Hasta que Abuelo se detuvo. "Es vital que recuerdes
esto: aunque no lo parezca, EL MOTOR DEL MUNDO ES EL AMOR.
¿Y... sabes cuál es el antídoto del
Amor...?" "Claro: el Odio!". "Teo, quiero
que VEAS, no que repitas lo que aprendiste!" Entonces
la conciencia de Teo se abrió... y VIO. Vio que a
millones de seres, a lo largo de la historia, el Odio les
había hecho germinar las semillas del Amor: gestaban
justicia derrocando a la injusticia, reconstruían
lo destruido... Habiendo sido saqueados, daban. Habiendo
siendo abusados, luchaban para que a otros no les pasara
lo mismo...
"Me
equivoqué!, -dijo Teo-. ¿Cuál es, entonces,
Abuelo, el antídoto del Amor?". "Mmmm...
¿Ves esos seres empeñados en seguir generando
belleza, cobijo, equidad, ternura... siglo tras siglo, aún
con pequeños gestos, para que las cosas sean DIFERENTES...?"
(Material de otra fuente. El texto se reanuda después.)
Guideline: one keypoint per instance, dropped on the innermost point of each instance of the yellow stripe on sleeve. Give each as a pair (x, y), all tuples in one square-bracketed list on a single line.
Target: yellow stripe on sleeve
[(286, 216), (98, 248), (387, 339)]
Teo se quedó buscando la respuesta. Hasta que la
vio. LA VIO! La vio en los ojos de millones de personas,
de todas las épocas: ojos que parecían de
vidrio. OJOS QUE HABÍAN ELEGIDO NO VER. Entonces
exclamó: "El antídoto del Amor no es
el Odio; es la INDIFERENCIA!"
"Acertaste! SER IN-DIFERENTE es anestesiar la propia
posibilidad de HACER DIFERENCIA en este mundo. Y eso, Teo,
tiene un precio." "¿Qué precio,
Abuelo?" "¿Recuerdas cuando te heriste
la mano y tuvieron que cosértela? Al anestesiártela,
cerrando los ojos me dijiste: 'Abuelo: no tengo más
mano!'. Yo, torpemente, procuré acariciarla; y al
hacerlo me di cuenta de lo obvio: la anestesia, sí,
te había quitado la posibilidad del dolor. Pero también
la de sentir mi caricia."
Abuelo prosiguió: "A lo largo de mi vida afronté
muchas tentaciones: la de creerme superior por saber lo
que otros no sabían... la de manipular para beneficiarme...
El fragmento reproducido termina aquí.